Revision as of 17:02, 16 November 2013

Anchiceratops
Temporal range: Late Cretaceous, 72–71 Ma
Skull cast of TMP 1983.001.0001, Geological Museum (Copenhagen)
Scientific classification Edit this classification
Domain: Eukaryota
Kingdom: Animalia
Phylum: Chordata
Clade: Dinosauria
Clade: Ornithischia
Clade: Ceratopsia
Family: Ceratopsidae
Subfamily: Chasmosaurinae
Genus: Anchiceratops
Brown, 1914
Type species
Anchiceratops ornatus
Brown, 1914
Synonyms

Anchiceratops longirostris
Sternberg, 1926

Anchiceratops (/ˌæŋkiˈsɛrətɒps/ ANG-ki-SERR-ə-tops; meaning "near Ceratops", derived from the Greek "anchi -/αγχι-" "near", "keras-/κερας-" "horn", "-ops/ωψ" "face") is a genus of herbivorous chasmosaurine ceratopsid dinosaurs. It contains the single species Anchiceratops ornatus, from the Late Cretaceous Period of western North America. About a dozen skulls of the species have been found.

Anchiceratops was about four to five metres long. Its skull featured two long brow horns and a short horn on the nose. The skull frill was elongated and rectangular, its edges adorned by coarse triangular projections.

Discoveries and species

Type specimen AMNH 5251

American paleontologist Barnum Brown named Anchiceratops in 1914, as he believed Anchiceratops was a transitional form closely related to both Monoclonius and Triceratops and intermediate between them, but closest in the development of the skull frill to the latter, hence the generic name meaning "near (ἄγχι) Ceratops". There is one valid species known today (Anchiceratops ornatus), whose name refers to the ornate margin of its frill.[1] A second species was named Anchiceratops longirostris by Charles M. Sternberg in 1929,[2] but this species is widely considered a junior synonym of A. ornatus today.[3]

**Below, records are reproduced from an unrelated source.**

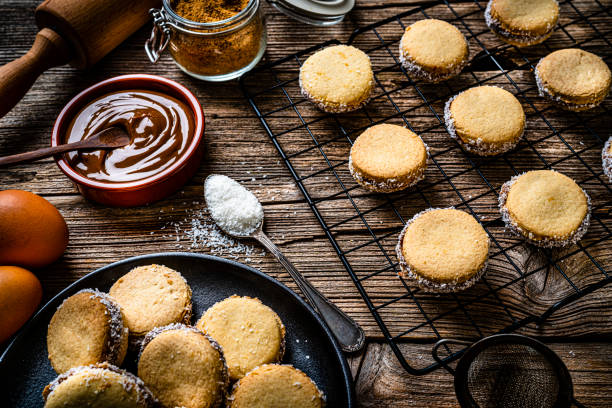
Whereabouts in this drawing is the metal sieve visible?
[432,334,583,408]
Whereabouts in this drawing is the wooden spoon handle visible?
[0,140,87,167]
[0,28,71,118]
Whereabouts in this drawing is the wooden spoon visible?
[0,127,130,166]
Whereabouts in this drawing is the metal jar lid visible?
[268,0,355,25]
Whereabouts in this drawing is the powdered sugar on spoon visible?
[204,174,365,352]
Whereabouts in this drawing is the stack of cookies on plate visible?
[43,265,325,408]
[299,0,612,292]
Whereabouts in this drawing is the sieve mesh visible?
[467,344,560,408]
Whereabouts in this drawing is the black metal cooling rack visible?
[240,0,612,375]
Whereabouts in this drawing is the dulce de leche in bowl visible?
[52,75,204,207]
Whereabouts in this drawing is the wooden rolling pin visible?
[0,0,161,117]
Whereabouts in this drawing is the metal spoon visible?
[204,174,365,353]
[0,127,130,166]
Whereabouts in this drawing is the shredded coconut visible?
[161,209,265,262]
[204,174,263,236]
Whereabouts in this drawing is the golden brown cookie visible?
[444,86,525,156]
[535,48,612,111]
[499,170,591,247]
[228,364,325,408]
[396,208,489,292]
[138,323,229,408]
[47,289,128,373]
[196,295,285,381]
[43,363,158,408]
[601,136,612,183]
[348,124,428,193]
[485,0,559,47]
[109,265,191,348]
[300,45,374,113]
[399,19,469,83]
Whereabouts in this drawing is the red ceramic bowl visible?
[51,74,204,207]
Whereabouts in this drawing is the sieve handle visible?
[431,339,474,376]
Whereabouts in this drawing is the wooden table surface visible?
[0,0,612,407]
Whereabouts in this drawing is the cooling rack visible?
[240,0,612,375]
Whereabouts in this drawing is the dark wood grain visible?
[356,343,612,408]
[0,0,612,407]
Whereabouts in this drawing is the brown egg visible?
[0,266,42,343]
[0,190,68,268]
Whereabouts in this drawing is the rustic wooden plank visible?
[0,2,610,339]
[356,343,612,408]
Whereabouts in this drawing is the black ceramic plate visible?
[0,253,354,408]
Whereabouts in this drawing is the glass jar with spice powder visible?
[145,0,266,81]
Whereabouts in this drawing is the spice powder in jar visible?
[169,0,266,80]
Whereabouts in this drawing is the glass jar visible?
[145,0,267,81]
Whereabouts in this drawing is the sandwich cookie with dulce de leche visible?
[196,295,285,381]
[485,0,559,47]
[109,265,191,350]
[399,19,469,83]
[138,323,229,408]
[300,45,374,113]
[47,289,128,373]
[535,48,612,111]
[499,170,591,247]
[396,208,489,293]
[43,363,159,408]
[444,86,525,156]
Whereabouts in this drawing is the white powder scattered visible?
[161,209,265,262]
[204,174,263,235]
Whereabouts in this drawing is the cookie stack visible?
[43,265,325,408]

The first remains of Anchiceratops were discovered along the Red Deer River in the Canadian province of Alberta in 1912 by an expedition led by Barnum Brown.[4] The holotype, specimen AMNH 5251, is the back half of a skull, including the long frill,[4] and two other partial skulls, specimens AMNH 5259 (the paratype) and AMNH 5273, were found at the same time, which are now stored in the American Museum of Natural History in New York City. A complete skull was discovered by C.M. Sternberg at Morrin in 1924, specimen NMC 8535, and described as A. longirostris[4] five years later. Another specimen, NMC 8547 (or CMN 8547) collected by Sternberg in 1925, lacks the skull but is otherwise the most complete skeleton known from any ceratopsid, preserving a complete spinal column down to the last tail vertebra. Sternberg's material is now housed in the Canadian Museum of Nature in Ottawa. NMC 8547 is displayed as a half-mount with the better preserved right side showing, and completed with a cast skull replica of NMC 8535. Other material has been found since, including one or two possible bonebed deposits in Alberta, but very little Anchiceratops material has been described.[3]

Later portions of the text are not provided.